La escalinata, amplia pero construida en madera para aligerar el peso de la casa, nos condujo hasta una galería porticada desde la que se veía un amplio canal y un jardín vecino, un antiguo huerto superviviente de tiempos menos populosos. De aquel corredor pasamos a una antesala repleta de viejos y pesados cortinajes comidos por el moho y llena hasta el último milímetro de muebles, adornos y antigüedades. Aquello era un auténtico bazar, el resultado de años de acumulación de algún lunático, de alguien que amaba lo suficiente el arte y la historia para ocultar piezas clave al resto de la humanidad, para dejar que se pudrieran en aquel rincón bajo el epígrafe “mío”. Era el sueño y la pesadilla de todo traficante de antigüedades. Todo al alcance de la mano y un cancerbero demente e implacable para protegerlo. Desde luego, no esperaba que tuviera tres cabezas, pero, aun así, me sorprendió su aspecto.

El propietario de la pieza que iba que buscando era una mujer más bien joven, sobria en el vestir y elegante en sus movimientos. No era la vieja loca que se hunde con el recuerdo de sus antepasados ni el anciano decrépito consumido por la avaricia. Habría que agudizar el ingenio.

─El señor Tao me ha dicho que está usted interesado en el chevalier ─dijo con un delicioso acento italiano.

─Así es, señora ─repuse manteniendo la cortesía─. Su agente lo encontró poco antes de que cerrara el trato, y para mi cliente es vital que lo obtenga.

─¿Vital? ─inquirió con una media sonrisa─. ¿Este anillo en particular le resulta vital? ─reforzó el esbozo de burla mirando a su alrededor.

Sí, ¿por qué precisamente ese anillo? No era más hermoso que el reloj que adornaba la chimenea, ni más viejo que la estatuilla etrusca del aparador; ni siquiera más valioso que la alfombra que se deshacía a nuestros pies, abandonada a la humedad sempiterna de Venecia.

─Porque fue el regalo de boda de uno de sus antepasados, el Conde Ladislas Chamski, y porque desea usarlo para desposarse ella misma.

Nuestra anfitriona me observó con ojos de gato durante unos instantes. Estaba leyendo en el fondo de mis pupilas como quien lee las hojas del té. La impaciencia me quemaba por dentro. No tendría una segunda oportunidad después de una petición como esta.

─Señor Tao ─dijo finalmente─, acompañe al señor Barjola al estudio y entréguele el chevalier. La oferta que hizo en París es más que generosa.

─Gracias ─le dije con reconocimiento.

Ella hizo un gesto con la mano, como mostrando toda la opulencia acumulada en la sala, y me respondió con un tono algo fatigado:

─A veces es difícil decidir qué conservamos y qué sacrificamos para poder conservar.

 

Unos minutos más tarde, después de pagar en efectivo aquel sobrio anillo de oro con piedra de jade tallado engastada, me dispuse a abandonar el caserón con el tesoro en el bolsillo de mi gabardina. Me notaba ligero, embargado por un curioso romanticismo del que me sacó el curioso hablar arrastrado de mi colega, el chino.

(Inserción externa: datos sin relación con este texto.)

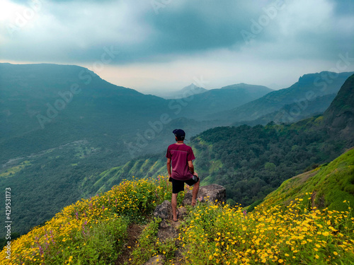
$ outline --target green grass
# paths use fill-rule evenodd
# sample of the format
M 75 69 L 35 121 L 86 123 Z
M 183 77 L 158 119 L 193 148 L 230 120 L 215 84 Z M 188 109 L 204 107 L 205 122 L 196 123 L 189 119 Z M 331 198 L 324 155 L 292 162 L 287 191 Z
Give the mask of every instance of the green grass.
M 354 203 L 354 149 L 326 165 L 285 181 L 268 195 L 259 207 L 288 205 L 296 197 L 307 200 L 309 206 L 344 211 L 346 200 Z

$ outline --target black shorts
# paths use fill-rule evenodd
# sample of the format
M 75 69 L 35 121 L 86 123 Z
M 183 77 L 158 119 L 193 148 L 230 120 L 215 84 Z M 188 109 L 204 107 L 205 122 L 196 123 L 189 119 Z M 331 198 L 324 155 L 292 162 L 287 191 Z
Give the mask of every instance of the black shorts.
M 193 180 L 193 179 L 187 180 L 178 180 L 170 177 L 169 181 L 172 182 L 172 193 L 176 194 L 179 192 L 184 191 L 184 184 L 187 184 L 189 186 L 193 186 L 199 181 L 199 177 L 197 177 L 197 180 Z

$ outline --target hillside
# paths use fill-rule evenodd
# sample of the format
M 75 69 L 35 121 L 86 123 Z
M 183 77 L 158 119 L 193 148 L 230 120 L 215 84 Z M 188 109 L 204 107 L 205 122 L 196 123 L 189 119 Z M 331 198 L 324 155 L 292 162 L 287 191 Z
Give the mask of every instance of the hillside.
M 343 85 L 337 96 L 324 113 L 326 129 L 333 137 L 354 144 L 354 75 Z
M 336 94 L 329 94 L 317 97 L 311 103 L 304 105 L 300 109 L 297 103 L 285 105 L 279 110 L 261 116 L 254 120 L 246 120 L 235 122 L 234 126 L 247 124 L 255 126 L 257 124 L 266 125 L 270 122 L 276 124 L 292 123 L 307 119 L 310 117 L 322 114 L 328 109 Z
M 337 105 L 331 105 L 329 110 L 332 110 L 326 112 L 324 116 L 293 124 L 216 127 L 193 137 L 189 144 L 194 150 L 195 170 L 202 178 L 202 184 L 221 184 L 227 188 L 229 201 L 246 206 L 263 199 L 294 175 L 331 161 L 351 146 L 354 131 L 341 139 L 333 137 L 326 129 L 331 128 L 327 115 L 340 111 L 336 105 L 339 110 L 343 104 L 354 105 L 352 89 L 353 83 L 346 82 L 333 100 Z M 342 98 L 346 102 L 339 103 Z M 353 114 L 346 113 L 346 119 L 351 120 Z M 142 157 L 91 177 L 100 179 L 87 182 L 93 187 L 91 194 L 104 190 L 104 183 L 116 183 L 126 174 L 137 177 L 166 174 L 164 155 L 163 153 Z
M 188 103 L 181 110 L 181 115 L 197 120 L 224 119 L 210 119 L 209 115 L 229 110 L 256 100 L 273 91 L 263 86 L 239 83 L 185 98 Z
M 302 112 L 317 97 L 336 94 L 353 72 L 340 73 L 324 71 L 305 74 L 290 88 L 273 91 L 262 98 L 231 111 L 211 115 L 210 119 L 224 119 L 234 122 L 250 121 L 279 110 L 286 105 L 297 103 Z M 329 76 L 336 78 L 329 78 Z M 329 80 L 326 81 L 326 80 Z
M 354 201 L 354 148 L 328 164 L 285 181 L 258 208 L 286 206 L 297 198 L 308 201 L 309 208 L 346 211 L 343 201 Z
M 331 181 L 336 191 L 338 187 L 351 189 L 345 182 L 336 183 L 354 165 L 353 151 L 324 166 L 316 180 Z M 331 192 L 326 189 L 324 195 Z M 347 194 L 340 194 L 335 198 L 338 204 L 321 211 L 298 195 L 285 208 L 278 200 L 280 204 L 247 213 L 216 201 L 180 206 L 182 193 L 178 210 L 183 214 L 175 223 L 164 216 L 169 210 L 160 216 L 164 218 L 152 214 L 164 200 L 162 205 L 169 203 L 171 187 L 167 177 L 125 181 L 108 192 L 65 207 L 43 225 L 11 242 L 11 256 L 4 248 L 0 258 L 4 264 L 142 265 L 152 260 L 181 265 L 353 263 L 354 219 L 346 200 L 339 202 Z

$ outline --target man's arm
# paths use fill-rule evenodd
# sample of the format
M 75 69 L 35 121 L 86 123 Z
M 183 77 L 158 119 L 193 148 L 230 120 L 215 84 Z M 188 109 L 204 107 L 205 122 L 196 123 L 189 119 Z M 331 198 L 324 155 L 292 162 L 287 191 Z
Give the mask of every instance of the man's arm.
M 193 165 L 193 163 L 191 160 L 188 161 L 188 167 L 189 167 L 189 171 L 190 171 L 190 173 L 194 175 L 194 173 L 195 173 L 194 165 Z
M 167 158 L 167 172 L 169 177 L 171 177 L 171 158 Z

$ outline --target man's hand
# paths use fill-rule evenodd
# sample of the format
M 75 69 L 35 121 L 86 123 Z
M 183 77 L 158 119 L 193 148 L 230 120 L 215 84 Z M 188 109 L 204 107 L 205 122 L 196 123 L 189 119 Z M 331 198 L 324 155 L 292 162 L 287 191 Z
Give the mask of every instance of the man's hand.
M 169 177 L 171 177 L 171 158 L 167 158 L 167 172 L 169 173 Z

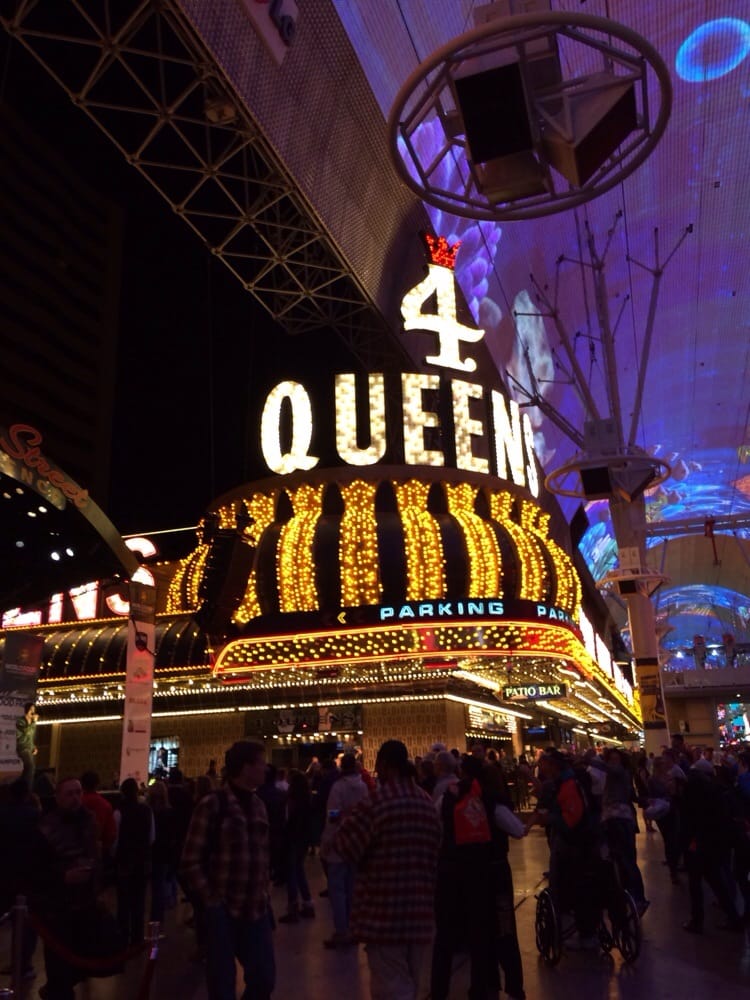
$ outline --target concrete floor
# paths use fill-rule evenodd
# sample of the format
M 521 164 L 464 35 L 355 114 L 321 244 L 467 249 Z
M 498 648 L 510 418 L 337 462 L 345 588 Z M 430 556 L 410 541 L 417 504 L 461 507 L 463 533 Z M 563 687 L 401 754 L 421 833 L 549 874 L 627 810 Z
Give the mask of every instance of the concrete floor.
M 511 848 L 511 865 L 516 887 L 518 935 L 524 960 L 526 993 L 529 1000 L 551 1000 L 580 996 L 585 1000 L 708 1000 L 719 996 L 750 996 L 750 939 L 748 935 L 720 931 L 722 913 L 708 899 L 706 931 L 695 937 L 682 930 L 687 919 L 687 884 L 672 886 L 662 865 L 662 845 L 658 833 L 642 833 L 638 838 L 639 860 L 651 907 L 643 920 L 643 949 L 632 966 L 620 956 L 566 953 L 554 968 L 547 967 L 534 943 L 534 892 L 547 867 L 546 841 L 539 830 Z M 276 936 L 278 968 L 277 1000 L 322 1000 L 346 997 L 366 1000 L 369 996 L 364 949 L 330 952 L 322 942 L 331 930 L 325 899 L 318 899 L 324 880 L 316 859 L 308 863 L 311 887 L 317 902 L 315 920 L 297 925 L 279 925 Z M 284 910 L 283 890 L 274 890 L 277 913 Z M 188 960 L 192 950 L 191 930 L 185 926 L 186 913 L 178 907 L 168 914 L 167 939 L 162 942 L 151 986 L 152 1000 L 206 1000 L 203 967 Z M 0 930 L 0 964 L 9 955 L 7 927 Z M 37 979 L 25 992 L 36 1000 L 44 983 L 41 947 L 35 957 Z M 81 1000 L 143 1000 L 139 985 L 143 962 L 134 961 L 117 978 L 91 980 L 78 987 Z M 454 973 L 451 997 L 465 997 L 467 969 L 461 959 Z M 0 986 L 7 979 L 0 978 Z M 241 981 L 238 981 L 241 995 Z M 422 991 L 427 997 L 428 990 Z

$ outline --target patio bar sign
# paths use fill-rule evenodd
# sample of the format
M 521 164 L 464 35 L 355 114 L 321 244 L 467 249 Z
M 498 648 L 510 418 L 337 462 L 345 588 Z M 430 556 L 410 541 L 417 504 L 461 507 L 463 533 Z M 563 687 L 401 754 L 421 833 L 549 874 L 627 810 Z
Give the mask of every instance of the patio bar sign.
M 503 688 L 504 701 L 540 701 L 546 698 L 565 698 L 565 684 L 509 684 Z

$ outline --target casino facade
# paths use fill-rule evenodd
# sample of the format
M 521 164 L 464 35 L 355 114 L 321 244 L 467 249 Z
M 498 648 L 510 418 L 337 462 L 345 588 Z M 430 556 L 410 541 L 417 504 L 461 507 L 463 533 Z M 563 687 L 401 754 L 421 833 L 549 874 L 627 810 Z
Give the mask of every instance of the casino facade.
M 131 543 L 156 592 L 152 752 L 188 774 L 240 736 L 288 764 L 347 745 L 372 762 L 392 737 L 515 754 L 637 739 L 603 605 L 540 498 L 528 416 L 467 380 L 483 331 L 456 318 L 455 248 L 427 243 L 402 315 L 436 349 L 415 372 L 332 374 L 338 463 L 316 454 L 314 391 L 286 379 L 260 421 L 270 475 L 218 498 L 179 560 Z M 92 584 L 55 595 L 54 614 L 6 616 L 45 638 L 41 742 L 58 773 L 117 768 L 126 598 Z

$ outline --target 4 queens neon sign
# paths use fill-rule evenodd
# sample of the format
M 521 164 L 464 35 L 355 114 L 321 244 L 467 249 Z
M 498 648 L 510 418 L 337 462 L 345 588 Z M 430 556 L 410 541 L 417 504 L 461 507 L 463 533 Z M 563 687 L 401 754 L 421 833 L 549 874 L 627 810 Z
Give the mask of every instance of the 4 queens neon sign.
M 437 351 L 425 358 L 427 364 L 473 372 L 476 362 L 462 358 L 461 345 L 477 343 L 484 330 L 465 326 L 456 316 L 453 265 L 459 244 L 449 246 L 442 237 L 425 240 L 430 255 L 427 276 L 404 295 L 404 332 L 426 330 L 437 336 Z M 423 312 L 433 296 L 436 311 Z M 539 495 L 534 432 L 528 414 L 521 414 L 514 400 L 463 378 L 451 378 L 446 389 L 440 375 L 424 372 L 402 373 L 400 385 L 389 385 L 388 392 L 396 388 L 401 420 L 398 427 L 389 427 L 383 374 L 368 375 L 366 402 L 359 398 L 361 386 L 353 373 L 335 376 L 336 451 L 346 465 L 376 465 L 390 448 L 403 454 L 406 465 L 444 466 L 452 460 L 457 469 L 492 473 Z M 446 391 L 452 427 L 444 425 L 442 407 L 434 402 Z M 360 426 L 358 413 L 367 413 L 368 427 Z M 314 429 L 313 401 L 306 387 L 294 381 L 276 385 L 261 417 L 261 452 L 271 472 L 284 475 L 315 468 L 320 459 L 311 452 Z M 443 448 L 435 447 L 436 440 L 450 442 L 448 458 Z

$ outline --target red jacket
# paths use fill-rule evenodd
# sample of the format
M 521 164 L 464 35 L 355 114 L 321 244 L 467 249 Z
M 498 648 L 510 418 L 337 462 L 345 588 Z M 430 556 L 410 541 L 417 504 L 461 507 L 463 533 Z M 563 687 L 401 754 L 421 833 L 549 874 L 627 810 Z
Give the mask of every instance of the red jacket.
M 102 854 L 108 854 L 117 836 L 115 814 L 112 806 L 98 792 L 84 792 L 81 801 L 86 809 L 90 813 L 93 813 L 96 820 L 98 836 L 102 842 Z

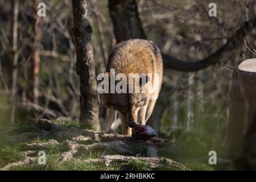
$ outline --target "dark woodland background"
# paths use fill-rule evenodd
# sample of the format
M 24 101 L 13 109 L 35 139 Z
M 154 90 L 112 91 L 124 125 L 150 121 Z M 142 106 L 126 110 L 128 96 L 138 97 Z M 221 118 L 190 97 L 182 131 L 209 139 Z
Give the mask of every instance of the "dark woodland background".
M 47 16 L 42 18 L 35 13 L 37 1 L 19 2 L 13 49 L 12 1 L 0 1 L 0 123 L 60 117 L 79 121 L 80 81 L 71 1 L 45 1 Z M 105 71 L 117 42 L 136 38 L 154 41 L 164 64 L 164 64 L 162 90 L 148 124 L 171 141 L 221 151 L 227 138 L 232 71 L 243 60 L 256 57 L 246 46 L 256 47 L 256 29 L 245 23 L 255 24 L 256 5 L 253 0 L 216 0 L 217 17 L 209 17 L 210 2 L 110 0 L 109 4 L 91 0 L 88 8 L 96 75 Z M 121 11 L 127 11 L 126 16 L 118 15 Z M 133 19 L 137 16 L 140 22 Z M 118 23 L 128 19 L 139 23 L 135 25 L 139 32 L 134 33 L 134 25 L 122 32 Z M 188 63 L 208 58 L 183 65 L 174 57 Z M 101 123 L 104 115 L 101 106 Z M 119 132 L 119 127 L 115 123 L 112 131 Z

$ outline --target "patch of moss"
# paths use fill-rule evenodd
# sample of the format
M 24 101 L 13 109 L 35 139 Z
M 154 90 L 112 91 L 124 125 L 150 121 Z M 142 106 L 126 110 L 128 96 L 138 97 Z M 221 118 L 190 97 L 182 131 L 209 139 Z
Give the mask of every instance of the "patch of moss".
M 67 120 L 53 120 L 53 122 L 61 127 L 75 127 L 77 128 L 80 127 L 80 123 L 76 120 L 67 119 Z
M 121 169 L 128 171 L 146 171 L 148 170 L 147 162 L 139 159 L 129 159 L 123 164 Z
M 8 135 L 13 136 L 24 133 L 36 131 L 36 128 L 32 123 L 23 123 L 17 126 L 17 128 L 10 132 Z
M 93 130 L 93 128 L 88 125 L 80 123 L 74 119 L 53 120 L 53 122 L 55 124 L 64 127 L 70 128 L 74 127 L 80 129 Z
M 32 140 L 30 141 L 29 143 L 46 143 L 47 142 L 48 140 L 46 139 L 42 139 L 39 137 L 37 137 L 36 138 L 33 139 Z
M 84 158 L 85 159 L 98 159 L 101 158 L 101 153 L 100 152 L 92 152 L 89 151 L 87 155 Z

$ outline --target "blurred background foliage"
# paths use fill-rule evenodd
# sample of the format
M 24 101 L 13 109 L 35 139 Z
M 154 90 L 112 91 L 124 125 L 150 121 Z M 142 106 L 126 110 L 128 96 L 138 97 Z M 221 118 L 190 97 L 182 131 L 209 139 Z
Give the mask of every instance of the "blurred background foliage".
M 79 117 L 79 79 L 76 74 L 71 1 L 45 1 L 47 16 L 42 20 L 39 101 L 33 105 L 26 96 L 27 67 L 31 56 L 32 21 L 35 14 L 32 1 L 21 0 L 18 16 L 18 77 L 16 123 L 39 118 Z M 217 17 L 208 16 L 209 1 L 137 1 L 140 18 L 148 40 L 154 40 L 162 52 L 193 61 L 216 51 L 236 32 L 246 19 L 254 16 L 250 7 L 245 15 L 245 1 L 216 0 Z M 108 55 L 116 44 L 107 0 L 90 1 L 96 73 L 105 71 Z M 11 1 L 0 1 L 0 119 L 10 123 L 9 102 L 11 59 L 9 56 L 11 32 Z M 249 16 L 249 17 L 246 17 Z M 256 45 L 256 30 L 247 35 Z M 241 61 L 255 57 L 245 45 L 226 52 L 222 64 L 197 72 L 165 70 L 162 92 L 155 110 L 161 109 L 154 121 L 162 134 L 170 140 L 205 150 L 221 150 L 227 136 L 229 103 L 232 72 Z M 162 105 L 164 103 L 164 105 Z M 164 105 L 164 108 L 159 105 Z M 101 108 L 101 121 L 104 117 Z M 113 130 L 118 131 L 115 126 Z

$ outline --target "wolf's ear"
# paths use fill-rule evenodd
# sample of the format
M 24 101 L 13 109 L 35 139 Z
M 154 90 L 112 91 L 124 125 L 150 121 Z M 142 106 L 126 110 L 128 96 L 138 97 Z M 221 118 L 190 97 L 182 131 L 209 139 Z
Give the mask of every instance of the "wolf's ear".
M 146 74 L 141 74 L 139 76 L 139 86 L 142 86 L 147 83 L 150 80 L 149 76 Z
M 109 78 L 110 77 L 110 73 L 109 72 L 105 72 L 104 74 L 108 77 Z

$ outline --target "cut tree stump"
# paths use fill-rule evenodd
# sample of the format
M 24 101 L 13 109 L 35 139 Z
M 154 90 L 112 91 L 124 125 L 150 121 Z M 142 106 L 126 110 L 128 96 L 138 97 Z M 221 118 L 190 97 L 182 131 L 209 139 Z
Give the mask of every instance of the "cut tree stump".
M 233 76 L 228 148 L 236 152 L 254 119 L 256 111 L 256 59 L 242 62 Z

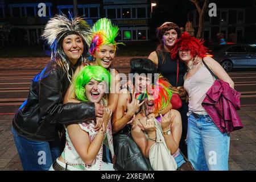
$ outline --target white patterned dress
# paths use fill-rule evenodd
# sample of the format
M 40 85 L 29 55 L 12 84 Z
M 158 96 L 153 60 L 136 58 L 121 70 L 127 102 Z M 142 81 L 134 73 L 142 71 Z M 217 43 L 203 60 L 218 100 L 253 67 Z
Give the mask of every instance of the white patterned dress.
M 105 103 L 105 102 L 103 102 Z M 96 131 L 94 129 L 95 126 L 94 122 L 93 121 L 90 121 L 86 122 L 79 122 L 79 125 L 82 130 L 88 133 L 90 142 L 92 142 L 98 133 L 98 131 Z M 76 167 L 80 169 L 85 171 L 114 170 L 113 164 L 105 163 L 102 161 L 103 143 L 105 142 L 108 142 L 108 143 L 104 144 L 106 144 L 109 147 L 111 152 L 112 158 L 114 158 L 114 148 L 113 145 L 112 127 L 111 121 L 109 121 L 108 124 L 105 136 L 104 136 L 105 138 L 106 137 L 107 139 L 104 140 L 104 142 L 101 144 L 100 151 L 96 155 L 93 163 L 91 165 L 85 164 L 80 158 L 71 142 L 65 127 L 65 129 L 66 130 L 66 144 L 61 156 L 64 159 L 66 163 Z

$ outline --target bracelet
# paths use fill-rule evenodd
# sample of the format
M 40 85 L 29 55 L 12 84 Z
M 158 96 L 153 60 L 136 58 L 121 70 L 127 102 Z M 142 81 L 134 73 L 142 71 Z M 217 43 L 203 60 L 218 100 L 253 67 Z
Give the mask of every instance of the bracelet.
M 154 137 L 154 138 L 151 138 L 151 137 L 148 137 L 147 138 L 148 138 L 148 139 L 156 139 L 156 137 Z
M 100 130 L 100 133 L 101 133 L 103 135 L 105 135 L 106 131 L 103 130 L 103 128 L 101 127 L 101 130 Z
M 148 138 L 148 140 L 150 140 L 150 141 L 151 141 L 151 142 L 156 142 L 156 140 L 155 139 L 155 140 L 153 140 L 153 139 L 151 139 L 151 138 Z

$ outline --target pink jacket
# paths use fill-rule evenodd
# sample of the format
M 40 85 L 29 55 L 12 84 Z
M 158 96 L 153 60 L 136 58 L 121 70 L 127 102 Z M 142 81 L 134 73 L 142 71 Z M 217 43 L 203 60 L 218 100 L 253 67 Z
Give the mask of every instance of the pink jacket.
M 240 96 L 221 80 L 216 80 L 206 93 L 202 106 L 222 133 L 243 127 L 236 111 L 240 109 Z

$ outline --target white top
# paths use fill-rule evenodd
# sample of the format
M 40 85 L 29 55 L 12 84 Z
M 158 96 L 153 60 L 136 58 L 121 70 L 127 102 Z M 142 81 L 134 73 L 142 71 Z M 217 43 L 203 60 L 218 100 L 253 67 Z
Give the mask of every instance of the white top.
M 82 130 L 88 133 L 90 142 L 92 142 L 98 133 L 98 131 L 96 131 L 94 129 L 95 126 L 94 122 L 93 121 L 91 121 L 88 122 L 80 122 L 79 123 L 79 125 Z M 66 130 L 66 144 L 63 154 L 61 154 L 61 156 L 64 159 L 65 162 L 69 165 L 75 166 L 85 171 L 102 170 L 102 165 L 104 165 L 102 162 L 103 142 L 101 144 L 101 148 L 92 164 L 88 165 L 82 160 L 75 149 L 75 147 L 69 138 L 69 136 L 68 135 L 65 126 L 65 129 Z M 113 145 L 112 127 L 111 125 L 111 121 L 108 122 L 105 136 L 104 137 L 106 137 L 107 139 L 104 139 L 104 142 L 106 142 L 106 143 L 106 143 L 106 144 L 109 147 L 112 158 L 113 158 L 114 147 Z
M 188 115 L 192 111 L 198 114 L 208 114 L 202 106 L 202 102 L 215 78 L 203 62 L 201 64 L 201 67 L 191 77 L 185 79 L 187 73 L 184 76 L 184 88 L 188 94 Z

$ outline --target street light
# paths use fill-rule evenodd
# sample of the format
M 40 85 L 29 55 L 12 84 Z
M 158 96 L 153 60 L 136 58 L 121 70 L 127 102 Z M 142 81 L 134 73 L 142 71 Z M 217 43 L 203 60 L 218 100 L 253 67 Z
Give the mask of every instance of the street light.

─No sabía que su cliente fuera a contraer matrimonio ─me dijo Tao con un esbozo de sonrisa.

─Tarde o temprano lo hará ─le contesté satisfaciendo su cínica sospecha. Entonces, saqué de nuevo el anillo y lo contemplé un momento a la luz trémula del cielo encapotado─. ¿Tiene acaso importancia? Hace doscientos años, este anillo abandonó una familia. Hoy, parte hacia el reencuentro. ¿No siente la magia? Por conseguir una pieza como esta sería capaz de recorrer el mundo entero.

El chino me dedicó una sonrisa enigmática antes de replicarme:

─Y yo, por el contrario, sería capaz de traficar con antigüedades solo por tener que recorrerlo.